Identification of diverse target RNAs that are functionally regulated by human pumilio proteins

Jennifer A. Bohn, Jamie L. Van Etten, Trista L. Schagat, Brittany M. Bowman, Richard C. McEachin, Peter L. Freddolino, Aaron Goldstrohm

Research output: Contribution to journalArticlepeer-review

23 Scopus citations

Abstract

Human Pumilio proteins, PUM1 and PUM2, are sequence specific RNA-binding proteins that regulate protein expression. We used RNA-seq, rigorous statistical testing and an experimentally derived fold change cut-off to identify nearly 1000 target RNAs––including mRNAs and non-coding RNAs––that are functionally regulated by PUMs. Bioinformatic analysis defined a PUM Response Element (PRE) that was significantly enriched in transcripts that increased in abundance and matches the PUM RNA-binding consensus. We created a computational model that incorporates PRE position and frequency within an RNA relative to the magnitude of regulation. The model reveals significant correlation of PUM regulation with PREs in 3 untranslated regions (UTRs), coding sequences and noncoding RNAs, but not 5 UTRs. To define direct, high confidence PUM targets, we cross-referenced PUM-regulated RNAs with all PRE-containing RNAs and experimentally defined PUM-bound RNAs. The results define nearly 300 direct targets that include both PUM-repressed and, surprisingly, PUM-activated target RNAs. Annotation enrichment analysis reveal that PUMs regulate genes from multiple signaling pathways and developmental and neurological processes. Moreover, PUM target mRNAs impinge on human disease genes linked to cancer, neurological disorders and cardiovascular disease. These discoveries pave the way for determining how the PUM-dependent regulatory network impacts biological functions and disease states.
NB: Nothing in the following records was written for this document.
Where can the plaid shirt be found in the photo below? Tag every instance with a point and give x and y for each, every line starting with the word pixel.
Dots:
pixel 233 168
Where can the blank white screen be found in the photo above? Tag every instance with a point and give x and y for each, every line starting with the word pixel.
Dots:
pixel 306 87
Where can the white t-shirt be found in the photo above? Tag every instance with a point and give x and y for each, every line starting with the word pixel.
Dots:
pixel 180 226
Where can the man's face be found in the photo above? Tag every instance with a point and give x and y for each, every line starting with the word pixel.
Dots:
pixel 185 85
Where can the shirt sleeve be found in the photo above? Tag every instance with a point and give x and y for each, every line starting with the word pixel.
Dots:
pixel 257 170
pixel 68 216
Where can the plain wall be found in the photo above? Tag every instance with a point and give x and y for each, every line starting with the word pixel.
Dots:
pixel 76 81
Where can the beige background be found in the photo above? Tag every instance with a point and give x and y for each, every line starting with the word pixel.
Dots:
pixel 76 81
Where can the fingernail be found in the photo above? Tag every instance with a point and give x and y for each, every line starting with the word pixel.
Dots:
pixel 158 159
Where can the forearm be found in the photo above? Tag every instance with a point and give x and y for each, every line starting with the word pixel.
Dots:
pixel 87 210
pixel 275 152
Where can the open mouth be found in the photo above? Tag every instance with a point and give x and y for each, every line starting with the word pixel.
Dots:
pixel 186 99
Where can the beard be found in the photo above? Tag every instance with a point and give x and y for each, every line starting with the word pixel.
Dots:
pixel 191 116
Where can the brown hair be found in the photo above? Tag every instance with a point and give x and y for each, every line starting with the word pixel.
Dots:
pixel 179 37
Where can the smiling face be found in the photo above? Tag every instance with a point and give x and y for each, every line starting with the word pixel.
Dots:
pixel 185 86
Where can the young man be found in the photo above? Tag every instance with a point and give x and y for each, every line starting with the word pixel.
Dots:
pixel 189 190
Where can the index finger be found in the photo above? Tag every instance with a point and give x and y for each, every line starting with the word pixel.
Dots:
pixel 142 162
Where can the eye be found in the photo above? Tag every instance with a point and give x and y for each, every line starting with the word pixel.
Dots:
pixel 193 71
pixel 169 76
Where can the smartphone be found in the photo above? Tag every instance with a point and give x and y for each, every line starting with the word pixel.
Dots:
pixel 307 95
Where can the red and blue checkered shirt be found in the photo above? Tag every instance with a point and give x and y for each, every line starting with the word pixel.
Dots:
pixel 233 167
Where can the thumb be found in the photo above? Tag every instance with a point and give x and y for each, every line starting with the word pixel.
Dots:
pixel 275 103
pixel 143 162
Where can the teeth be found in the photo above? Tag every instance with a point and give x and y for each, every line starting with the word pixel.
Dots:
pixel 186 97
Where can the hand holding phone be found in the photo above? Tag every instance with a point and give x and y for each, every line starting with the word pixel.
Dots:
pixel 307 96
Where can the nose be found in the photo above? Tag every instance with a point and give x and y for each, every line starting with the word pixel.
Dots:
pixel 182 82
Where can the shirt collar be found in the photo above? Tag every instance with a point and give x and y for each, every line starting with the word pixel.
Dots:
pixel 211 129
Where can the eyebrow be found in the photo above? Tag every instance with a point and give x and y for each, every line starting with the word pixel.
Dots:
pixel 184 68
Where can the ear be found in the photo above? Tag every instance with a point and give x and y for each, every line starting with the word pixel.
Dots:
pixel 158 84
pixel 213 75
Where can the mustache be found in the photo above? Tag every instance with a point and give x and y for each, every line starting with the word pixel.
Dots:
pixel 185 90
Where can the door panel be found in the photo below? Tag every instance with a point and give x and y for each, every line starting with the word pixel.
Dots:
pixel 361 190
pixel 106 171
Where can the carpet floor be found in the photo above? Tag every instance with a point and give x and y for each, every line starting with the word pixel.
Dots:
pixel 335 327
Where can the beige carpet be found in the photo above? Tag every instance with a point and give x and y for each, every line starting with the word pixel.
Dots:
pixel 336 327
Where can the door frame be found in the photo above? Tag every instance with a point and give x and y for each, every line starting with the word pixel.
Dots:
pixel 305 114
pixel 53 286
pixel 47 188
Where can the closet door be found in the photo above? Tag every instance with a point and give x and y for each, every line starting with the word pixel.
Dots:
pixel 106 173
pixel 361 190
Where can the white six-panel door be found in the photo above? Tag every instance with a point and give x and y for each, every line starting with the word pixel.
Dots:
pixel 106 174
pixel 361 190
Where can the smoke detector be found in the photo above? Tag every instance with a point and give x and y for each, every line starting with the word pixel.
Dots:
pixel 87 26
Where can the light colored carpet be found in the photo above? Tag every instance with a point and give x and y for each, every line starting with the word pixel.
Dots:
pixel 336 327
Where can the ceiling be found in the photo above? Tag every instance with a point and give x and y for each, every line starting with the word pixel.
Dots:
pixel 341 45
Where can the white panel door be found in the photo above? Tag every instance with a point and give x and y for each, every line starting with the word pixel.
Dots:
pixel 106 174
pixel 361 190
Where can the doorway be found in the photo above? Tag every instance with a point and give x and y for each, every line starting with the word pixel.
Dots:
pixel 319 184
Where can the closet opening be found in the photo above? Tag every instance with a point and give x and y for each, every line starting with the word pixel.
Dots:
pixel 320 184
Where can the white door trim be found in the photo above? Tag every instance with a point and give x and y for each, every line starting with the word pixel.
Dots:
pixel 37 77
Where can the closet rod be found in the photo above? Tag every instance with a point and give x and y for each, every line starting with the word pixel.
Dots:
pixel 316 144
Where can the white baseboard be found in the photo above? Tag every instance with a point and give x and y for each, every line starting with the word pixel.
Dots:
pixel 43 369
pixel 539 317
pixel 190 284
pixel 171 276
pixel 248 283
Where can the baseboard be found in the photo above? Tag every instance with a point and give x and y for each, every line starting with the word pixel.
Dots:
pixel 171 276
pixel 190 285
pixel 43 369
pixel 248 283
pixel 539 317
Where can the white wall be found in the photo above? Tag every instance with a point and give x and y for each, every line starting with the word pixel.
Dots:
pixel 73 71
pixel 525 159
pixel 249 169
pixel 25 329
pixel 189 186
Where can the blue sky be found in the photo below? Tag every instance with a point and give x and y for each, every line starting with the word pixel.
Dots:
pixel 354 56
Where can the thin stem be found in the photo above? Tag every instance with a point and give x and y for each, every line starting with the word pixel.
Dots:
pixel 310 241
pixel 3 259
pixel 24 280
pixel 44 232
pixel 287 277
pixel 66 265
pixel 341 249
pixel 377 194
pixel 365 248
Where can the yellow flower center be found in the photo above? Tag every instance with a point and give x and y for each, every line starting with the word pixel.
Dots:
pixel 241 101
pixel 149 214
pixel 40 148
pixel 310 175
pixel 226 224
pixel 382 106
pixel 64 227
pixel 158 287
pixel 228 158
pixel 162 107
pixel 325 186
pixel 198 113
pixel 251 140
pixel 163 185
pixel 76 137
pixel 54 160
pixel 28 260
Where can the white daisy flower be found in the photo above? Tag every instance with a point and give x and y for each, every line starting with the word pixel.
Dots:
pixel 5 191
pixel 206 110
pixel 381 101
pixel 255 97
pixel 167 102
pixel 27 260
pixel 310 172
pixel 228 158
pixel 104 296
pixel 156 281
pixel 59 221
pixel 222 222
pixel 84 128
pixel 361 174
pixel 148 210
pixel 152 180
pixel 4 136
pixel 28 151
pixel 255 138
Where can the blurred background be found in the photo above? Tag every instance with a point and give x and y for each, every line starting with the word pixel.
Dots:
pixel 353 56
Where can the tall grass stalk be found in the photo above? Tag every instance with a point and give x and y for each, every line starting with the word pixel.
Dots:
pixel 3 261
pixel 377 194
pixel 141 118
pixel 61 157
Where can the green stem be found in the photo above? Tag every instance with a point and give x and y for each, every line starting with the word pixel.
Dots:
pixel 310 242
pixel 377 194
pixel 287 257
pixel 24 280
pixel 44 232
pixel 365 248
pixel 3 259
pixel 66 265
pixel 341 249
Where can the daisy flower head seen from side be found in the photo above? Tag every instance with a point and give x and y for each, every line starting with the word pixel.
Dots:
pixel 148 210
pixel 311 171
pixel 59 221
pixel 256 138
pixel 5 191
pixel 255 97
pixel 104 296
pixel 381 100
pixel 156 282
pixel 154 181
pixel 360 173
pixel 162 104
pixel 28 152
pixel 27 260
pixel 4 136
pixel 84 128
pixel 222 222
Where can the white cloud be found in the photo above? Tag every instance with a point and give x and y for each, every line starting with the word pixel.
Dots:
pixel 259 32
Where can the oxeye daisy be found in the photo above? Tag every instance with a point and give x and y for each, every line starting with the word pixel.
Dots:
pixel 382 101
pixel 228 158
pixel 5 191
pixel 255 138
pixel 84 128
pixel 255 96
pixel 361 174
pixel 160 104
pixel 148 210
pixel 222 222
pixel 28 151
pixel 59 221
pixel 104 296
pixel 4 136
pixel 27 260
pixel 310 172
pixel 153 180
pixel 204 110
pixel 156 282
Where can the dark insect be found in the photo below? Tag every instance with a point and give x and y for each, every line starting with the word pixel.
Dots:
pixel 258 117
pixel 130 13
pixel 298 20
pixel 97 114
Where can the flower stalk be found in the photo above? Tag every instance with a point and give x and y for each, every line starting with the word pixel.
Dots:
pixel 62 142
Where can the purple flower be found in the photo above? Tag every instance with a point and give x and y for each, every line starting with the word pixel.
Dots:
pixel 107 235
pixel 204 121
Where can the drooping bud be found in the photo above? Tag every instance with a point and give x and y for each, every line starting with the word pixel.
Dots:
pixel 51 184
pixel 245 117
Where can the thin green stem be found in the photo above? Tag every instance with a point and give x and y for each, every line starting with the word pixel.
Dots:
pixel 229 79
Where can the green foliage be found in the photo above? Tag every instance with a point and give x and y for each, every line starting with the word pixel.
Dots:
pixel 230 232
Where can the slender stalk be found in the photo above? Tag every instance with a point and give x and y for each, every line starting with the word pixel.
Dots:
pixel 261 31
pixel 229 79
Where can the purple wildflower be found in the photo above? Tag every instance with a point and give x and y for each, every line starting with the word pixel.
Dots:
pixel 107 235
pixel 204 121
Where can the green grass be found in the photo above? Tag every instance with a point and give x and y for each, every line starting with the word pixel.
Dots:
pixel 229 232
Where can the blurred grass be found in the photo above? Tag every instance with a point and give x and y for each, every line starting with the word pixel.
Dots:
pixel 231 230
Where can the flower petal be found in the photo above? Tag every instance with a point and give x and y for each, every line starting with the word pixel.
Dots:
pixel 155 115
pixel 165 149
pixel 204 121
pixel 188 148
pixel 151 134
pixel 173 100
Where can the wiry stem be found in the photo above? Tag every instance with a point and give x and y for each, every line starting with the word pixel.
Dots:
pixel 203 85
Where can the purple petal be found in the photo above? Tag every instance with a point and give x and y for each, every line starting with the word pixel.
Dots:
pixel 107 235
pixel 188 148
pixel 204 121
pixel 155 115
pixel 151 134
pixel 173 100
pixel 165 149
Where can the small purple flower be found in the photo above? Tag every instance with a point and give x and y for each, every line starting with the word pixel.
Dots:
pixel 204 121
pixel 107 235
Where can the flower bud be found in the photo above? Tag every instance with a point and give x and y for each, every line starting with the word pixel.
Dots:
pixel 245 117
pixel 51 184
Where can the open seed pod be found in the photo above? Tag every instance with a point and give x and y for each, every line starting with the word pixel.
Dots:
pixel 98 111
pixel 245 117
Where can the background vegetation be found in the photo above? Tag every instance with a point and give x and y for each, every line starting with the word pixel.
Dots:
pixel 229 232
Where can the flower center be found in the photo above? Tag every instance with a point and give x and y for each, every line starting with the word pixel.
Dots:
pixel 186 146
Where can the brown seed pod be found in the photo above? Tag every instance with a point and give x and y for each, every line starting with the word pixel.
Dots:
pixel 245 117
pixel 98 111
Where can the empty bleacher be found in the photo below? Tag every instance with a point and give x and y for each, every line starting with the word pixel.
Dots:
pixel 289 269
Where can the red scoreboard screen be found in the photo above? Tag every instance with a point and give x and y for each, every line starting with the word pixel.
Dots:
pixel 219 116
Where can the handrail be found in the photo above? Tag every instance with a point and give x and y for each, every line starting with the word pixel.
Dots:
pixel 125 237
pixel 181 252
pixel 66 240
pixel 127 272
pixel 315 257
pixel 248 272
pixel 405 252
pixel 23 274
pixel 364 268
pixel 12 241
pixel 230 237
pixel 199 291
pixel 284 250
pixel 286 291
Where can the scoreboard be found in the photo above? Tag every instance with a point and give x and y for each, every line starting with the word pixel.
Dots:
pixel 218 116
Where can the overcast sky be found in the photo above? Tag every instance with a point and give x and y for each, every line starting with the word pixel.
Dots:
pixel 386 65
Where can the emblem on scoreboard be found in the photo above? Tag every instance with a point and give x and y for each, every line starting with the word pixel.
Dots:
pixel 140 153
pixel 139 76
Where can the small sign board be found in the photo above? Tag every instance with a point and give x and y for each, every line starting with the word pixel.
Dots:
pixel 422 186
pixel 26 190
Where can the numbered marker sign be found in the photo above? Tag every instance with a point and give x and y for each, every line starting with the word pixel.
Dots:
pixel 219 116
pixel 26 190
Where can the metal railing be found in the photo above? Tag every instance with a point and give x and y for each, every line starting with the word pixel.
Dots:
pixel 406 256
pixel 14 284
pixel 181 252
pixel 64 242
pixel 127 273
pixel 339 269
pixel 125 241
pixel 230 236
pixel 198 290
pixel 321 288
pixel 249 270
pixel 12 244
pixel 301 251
Original languageEnglish (US)
Pages (from-to)362-386
Number of pages25
JournalNucleic acids research
Volume46
Issue number1
DOIs
StatePublished - Jan 9 2018

Bibliographical note

Funding Information:
American Cancer Society Research Scholar Grant [RSG-13–080-01-RMC to A.C.G.]; National Institute of General Medical Sciences, National Institutes of Health [R01GM105707 to A.C.G., R00GM097033 to P.L.F.]; University of Michigan Center for Genetics and Genomics Pilot Feasibility Grant (to A.C.G., T.L.S.); Promega Corporation; Michigan Predoctoral Training Program in Cellular Biotechnology through NIH National Research Service Award [5T32GM008353 to J.A.B.]. Funding for open access charge: Institutional Funds from the University of Minnesota. Conflict of interest statement. None declared.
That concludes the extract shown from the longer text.